Bizim çok yakından tanıdığımız bir komutanımız var, kendisi çok dürüst merhametli, bu ailenin çektikleri anlatırsak bize yardımcı olur.
Eşimin uygun olduğu bir izin gününde, ahpabımız olan komutana ziyarete gittik. Hal hatırdan sonra, bu ailenin yaşadığı sıkıntıları, kendisinden, tanıdığı iri kıyım iki kişi vasıtasıyla bu alkol cesuru adama güzel bir ders verdirebilirse, karısı ve çocuklarının ömür boyu duacı olacağını anlattık . Adamın, adını sanını, çalıştığı yeri tarif ettik.
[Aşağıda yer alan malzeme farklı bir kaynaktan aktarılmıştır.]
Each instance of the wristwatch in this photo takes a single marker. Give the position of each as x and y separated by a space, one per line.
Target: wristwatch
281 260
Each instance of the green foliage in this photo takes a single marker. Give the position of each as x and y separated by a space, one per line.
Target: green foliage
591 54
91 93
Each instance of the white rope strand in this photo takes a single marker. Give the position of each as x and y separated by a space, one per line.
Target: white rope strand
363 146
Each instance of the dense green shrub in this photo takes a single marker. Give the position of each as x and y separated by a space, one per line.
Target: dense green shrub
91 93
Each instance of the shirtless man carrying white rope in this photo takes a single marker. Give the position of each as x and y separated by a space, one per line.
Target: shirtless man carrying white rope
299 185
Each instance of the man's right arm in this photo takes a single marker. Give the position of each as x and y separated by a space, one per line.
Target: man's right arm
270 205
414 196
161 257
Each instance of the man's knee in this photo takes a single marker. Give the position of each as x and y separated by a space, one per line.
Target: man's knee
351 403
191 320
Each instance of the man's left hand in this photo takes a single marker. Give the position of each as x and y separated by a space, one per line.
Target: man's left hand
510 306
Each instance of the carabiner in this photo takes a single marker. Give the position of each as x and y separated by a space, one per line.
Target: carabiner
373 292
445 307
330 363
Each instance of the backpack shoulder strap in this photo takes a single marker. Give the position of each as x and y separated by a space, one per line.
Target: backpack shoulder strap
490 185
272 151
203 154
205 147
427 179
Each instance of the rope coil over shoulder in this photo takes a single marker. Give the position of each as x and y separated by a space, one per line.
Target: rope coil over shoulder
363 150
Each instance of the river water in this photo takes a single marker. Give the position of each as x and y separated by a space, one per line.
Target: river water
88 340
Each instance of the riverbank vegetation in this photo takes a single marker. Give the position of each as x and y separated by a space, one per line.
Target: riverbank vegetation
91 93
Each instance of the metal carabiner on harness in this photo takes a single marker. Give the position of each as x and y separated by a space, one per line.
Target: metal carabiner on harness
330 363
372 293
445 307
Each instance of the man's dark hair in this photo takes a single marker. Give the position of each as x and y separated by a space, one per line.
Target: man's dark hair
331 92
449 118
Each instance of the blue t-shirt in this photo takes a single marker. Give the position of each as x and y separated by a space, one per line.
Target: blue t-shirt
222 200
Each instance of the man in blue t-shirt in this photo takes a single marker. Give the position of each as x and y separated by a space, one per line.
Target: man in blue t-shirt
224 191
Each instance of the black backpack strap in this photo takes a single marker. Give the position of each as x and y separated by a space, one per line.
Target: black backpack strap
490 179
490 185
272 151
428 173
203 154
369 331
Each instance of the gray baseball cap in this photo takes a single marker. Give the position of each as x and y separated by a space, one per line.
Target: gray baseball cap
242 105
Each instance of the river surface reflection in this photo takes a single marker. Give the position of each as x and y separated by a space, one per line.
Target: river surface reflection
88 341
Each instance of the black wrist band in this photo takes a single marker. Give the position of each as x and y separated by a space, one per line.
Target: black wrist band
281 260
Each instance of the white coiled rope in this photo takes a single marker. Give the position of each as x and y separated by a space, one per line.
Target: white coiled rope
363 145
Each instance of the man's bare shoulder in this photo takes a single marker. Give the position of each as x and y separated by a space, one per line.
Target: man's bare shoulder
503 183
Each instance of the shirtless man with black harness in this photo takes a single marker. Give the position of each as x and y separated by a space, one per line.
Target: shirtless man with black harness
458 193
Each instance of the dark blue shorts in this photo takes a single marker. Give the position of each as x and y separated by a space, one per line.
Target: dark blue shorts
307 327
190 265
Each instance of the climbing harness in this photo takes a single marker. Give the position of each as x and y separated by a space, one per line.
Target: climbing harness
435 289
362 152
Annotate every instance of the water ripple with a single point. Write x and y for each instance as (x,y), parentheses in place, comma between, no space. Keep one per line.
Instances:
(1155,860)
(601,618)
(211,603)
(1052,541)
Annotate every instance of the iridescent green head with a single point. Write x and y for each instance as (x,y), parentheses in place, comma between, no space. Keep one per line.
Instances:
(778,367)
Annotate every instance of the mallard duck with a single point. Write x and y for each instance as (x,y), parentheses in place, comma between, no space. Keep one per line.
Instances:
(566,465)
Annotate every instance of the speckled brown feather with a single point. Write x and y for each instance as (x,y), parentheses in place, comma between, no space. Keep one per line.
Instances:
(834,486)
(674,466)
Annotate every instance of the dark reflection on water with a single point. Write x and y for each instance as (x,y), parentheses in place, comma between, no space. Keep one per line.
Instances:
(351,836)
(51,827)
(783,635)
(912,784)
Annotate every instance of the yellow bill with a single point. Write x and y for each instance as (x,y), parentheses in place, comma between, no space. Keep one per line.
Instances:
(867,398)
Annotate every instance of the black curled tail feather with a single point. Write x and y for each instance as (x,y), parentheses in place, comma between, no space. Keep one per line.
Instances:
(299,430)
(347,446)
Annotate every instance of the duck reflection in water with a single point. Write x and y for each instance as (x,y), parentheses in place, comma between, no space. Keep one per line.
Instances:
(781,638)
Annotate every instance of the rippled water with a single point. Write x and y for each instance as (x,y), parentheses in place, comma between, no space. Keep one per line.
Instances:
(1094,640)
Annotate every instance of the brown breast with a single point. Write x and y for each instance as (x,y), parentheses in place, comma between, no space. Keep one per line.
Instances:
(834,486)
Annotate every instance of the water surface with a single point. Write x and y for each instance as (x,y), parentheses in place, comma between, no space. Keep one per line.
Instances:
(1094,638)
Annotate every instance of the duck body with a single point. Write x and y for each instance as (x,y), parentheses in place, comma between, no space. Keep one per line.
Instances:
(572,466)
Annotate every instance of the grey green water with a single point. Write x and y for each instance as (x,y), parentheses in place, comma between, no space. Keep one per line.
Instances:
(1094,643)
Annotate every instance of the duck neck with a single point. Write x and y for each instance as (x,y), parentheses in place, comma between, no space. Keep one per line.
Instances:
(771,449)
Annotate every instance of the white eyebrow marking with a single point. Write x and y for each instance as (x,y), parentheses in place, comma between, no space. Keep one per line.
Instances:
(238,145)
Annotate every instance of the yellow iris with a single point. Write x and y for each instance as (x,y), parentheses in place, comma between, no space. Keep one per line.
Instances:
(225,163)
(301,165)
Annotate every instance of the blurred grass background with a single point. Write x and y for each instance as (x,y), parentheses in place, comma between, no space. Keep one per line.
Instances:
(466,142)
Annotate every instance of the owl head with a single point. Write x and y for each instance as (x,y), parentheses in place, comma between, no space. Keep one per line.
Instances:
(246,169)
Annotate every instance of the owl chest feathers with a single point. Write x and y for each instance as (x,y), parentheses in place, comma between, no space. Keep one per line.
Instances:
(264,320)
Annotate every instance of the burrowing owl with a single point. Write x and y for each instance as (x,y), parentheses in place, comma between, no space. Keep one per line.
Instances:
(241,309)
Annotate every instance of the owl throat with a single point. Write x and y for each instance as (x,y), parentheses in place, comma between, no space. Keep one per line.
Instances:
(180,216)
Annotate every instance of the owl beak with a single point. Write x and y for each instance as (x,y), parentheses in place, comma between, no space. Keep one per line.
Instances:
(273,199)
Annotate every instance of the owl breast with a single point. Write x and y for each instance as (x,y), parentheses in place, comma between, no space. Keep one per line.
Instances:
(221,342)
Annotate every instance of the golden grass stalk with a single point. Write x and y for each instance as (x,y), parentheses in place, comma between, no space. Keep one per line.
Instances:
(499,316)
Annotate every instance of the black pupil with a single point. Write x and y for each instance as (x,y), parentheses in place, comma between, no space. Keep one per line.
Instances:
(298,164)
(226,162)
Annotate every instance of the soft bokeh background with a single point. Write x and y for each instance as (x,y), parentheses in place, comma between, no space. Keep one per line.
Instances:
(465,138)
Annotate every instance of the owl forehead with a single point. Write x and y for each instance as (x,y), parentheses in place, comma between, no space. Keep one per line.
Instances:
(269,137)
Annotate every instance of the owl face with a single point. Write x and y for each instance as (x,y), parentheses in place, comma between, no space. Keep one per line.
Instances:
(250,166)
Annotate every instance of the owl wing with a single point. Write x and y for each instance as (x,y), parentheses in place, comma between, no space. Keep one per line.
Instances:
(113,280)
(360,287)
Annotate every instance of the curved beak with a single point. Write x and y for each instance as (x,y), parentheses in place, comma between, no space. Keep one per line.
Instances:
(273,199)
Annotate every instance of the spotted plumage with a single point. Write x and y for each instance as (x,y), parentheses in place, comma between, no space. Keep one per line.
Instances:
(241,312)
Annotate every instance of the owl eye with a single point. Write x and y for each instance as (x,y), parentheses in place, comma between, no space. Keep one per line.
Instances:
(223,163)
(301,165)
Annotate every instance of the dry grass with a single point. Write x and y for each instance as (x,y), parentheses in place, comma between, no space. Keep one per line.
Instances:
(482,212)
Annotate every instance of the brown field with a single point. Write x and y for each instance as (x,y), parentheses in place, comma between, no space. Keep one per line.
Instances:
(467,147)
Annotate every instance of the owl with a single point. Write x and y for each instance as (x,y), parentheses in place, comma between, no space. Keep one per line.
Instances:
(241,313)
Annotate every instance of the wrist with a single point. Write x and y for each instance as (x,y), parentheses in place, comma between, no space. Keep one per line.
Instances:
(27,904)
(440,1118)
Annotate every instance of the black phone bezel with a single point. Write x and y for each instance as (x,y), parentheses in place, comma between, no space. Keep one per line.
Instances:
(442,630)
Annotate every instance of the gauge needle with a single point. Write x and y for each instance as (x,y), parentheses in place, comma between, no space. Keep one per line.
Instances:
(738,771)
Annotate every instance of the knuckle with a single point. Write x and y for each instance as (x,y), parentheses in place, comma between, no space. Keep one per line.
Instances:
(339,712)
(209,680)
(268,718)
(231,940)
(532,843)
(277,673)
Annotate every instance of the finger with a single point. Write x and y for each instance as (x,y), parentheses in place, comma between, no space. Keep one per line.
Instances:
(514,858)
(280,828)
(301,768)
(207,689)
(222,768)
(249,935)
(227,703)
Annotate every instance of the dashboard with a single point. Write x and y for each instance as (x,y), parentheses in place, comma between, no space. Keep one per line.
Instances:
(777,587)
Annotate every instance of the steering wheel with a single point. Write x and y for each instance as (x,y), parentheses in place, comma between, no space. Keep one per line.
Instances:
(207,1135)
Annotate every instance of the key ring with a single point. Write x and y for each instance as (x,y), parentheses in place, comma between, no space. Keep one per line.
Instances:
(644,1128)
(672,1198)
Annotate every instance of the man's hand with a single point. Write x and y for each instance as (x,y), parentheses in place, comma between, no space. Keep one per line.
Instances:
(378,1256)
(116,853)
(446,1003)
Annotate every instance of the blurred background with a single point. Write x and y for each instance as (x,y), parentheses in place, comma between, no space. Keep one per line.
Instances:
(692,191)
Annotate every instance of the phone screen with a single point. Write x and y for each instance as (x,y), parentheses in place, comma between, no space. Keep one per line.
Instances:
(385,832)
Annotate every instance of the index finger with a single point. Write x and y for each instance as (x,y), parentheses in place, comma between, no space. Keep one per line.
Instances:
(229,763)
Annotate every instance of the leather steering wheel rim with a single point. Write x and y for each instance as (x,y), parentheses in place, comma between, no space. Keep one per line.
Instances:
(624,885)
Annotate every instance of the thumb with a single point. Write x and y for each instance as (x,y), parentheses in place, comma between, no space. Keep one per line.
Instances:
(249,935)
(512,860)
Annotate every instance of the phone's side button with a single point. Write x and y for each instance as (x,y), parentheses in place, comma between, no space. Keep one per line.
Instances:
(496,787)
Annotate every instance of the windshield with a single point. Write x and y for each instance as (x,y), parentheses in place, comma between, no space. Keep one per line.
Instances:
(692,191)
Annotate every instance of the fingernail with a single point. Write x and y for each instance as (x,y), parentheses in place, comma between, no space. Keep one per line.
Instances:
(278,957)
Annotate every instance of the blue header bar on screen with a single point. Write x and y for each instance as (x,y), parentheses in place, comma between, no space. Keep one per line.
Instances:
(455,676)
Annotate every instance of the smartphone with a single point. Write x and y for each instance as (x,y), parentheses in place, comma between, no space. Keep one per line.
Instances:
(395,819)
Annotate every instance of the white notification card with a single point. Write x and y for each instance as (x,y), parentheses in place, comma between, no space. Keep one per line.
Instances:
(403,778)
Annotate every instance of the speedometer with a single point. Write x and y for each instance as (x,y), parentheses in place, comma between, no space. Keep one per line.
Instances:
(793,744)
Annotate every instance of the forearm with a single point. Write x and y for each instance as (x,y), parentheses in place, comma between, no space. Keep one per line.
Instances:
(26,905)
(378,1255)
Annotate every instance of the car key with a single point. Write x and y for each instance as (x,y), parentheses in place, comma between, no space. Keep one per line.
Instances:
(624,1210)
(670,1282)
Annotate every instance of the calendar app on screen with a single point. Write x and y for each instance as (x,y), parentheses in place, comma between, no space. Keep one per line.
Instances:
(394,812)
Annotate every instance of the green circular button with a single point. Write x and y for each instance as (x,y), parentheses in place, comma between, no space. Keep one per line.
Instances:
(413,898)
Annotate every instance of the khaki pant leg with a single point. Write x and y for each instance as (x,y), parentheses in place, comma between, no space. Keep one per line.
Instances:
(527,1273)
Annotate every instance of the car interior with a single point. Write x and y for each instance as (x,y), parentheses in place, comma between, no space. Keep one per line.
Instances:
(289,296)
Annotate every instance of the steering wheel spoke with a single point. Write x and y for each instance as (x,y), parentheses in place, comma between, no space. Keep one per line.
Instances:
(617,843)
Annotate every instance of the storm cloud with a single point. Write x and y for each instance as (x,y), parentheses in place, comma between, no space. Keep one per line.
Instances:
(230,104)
Birkaç gün sonra, eşi bana geldi:
-Necla ablacığım, Rabbim sonunda bana acıdı, iş çıkışı, benim Hayri’nin önünü iki kişi kesmiş, bunu tenha bir yere götürüp, bir temiz benzetmişler. Sen bir daha içip karını dövecek misin, çocuğunu kuyuya sallandıracak mısın, sen adam gibi ailene bakmazsan, bir daha buradan ölün çıkar diye, gözünü iyice korkutmuşlar.
Biz hacı anneyle hiç renk vermedik. Ama bizim komşu Hayri’nin, evde birkaç gün yatıp düzeldikten sonra, hiçbir vukuatı olmadı.
Arkadaşımın anlattığına göre, onlar üç dört yıl kadar, işleri gereği ayni yerde kalmışlar, huysuz kocanın içip huzursuzluk çıkarma gibi bir olayı olmamış.
Aslında dayağa her zaman karşıyım, ama bunun gibi durumlarda:
-Nush ile uslanmayanı etmeli tekdir
tekdir ile uslanmayanın hakkı kötektir. Özlü sözünün gereği, ailenin selameti için, ben de o yıllarda:
-Ellerine sağlık komutanım demiştim.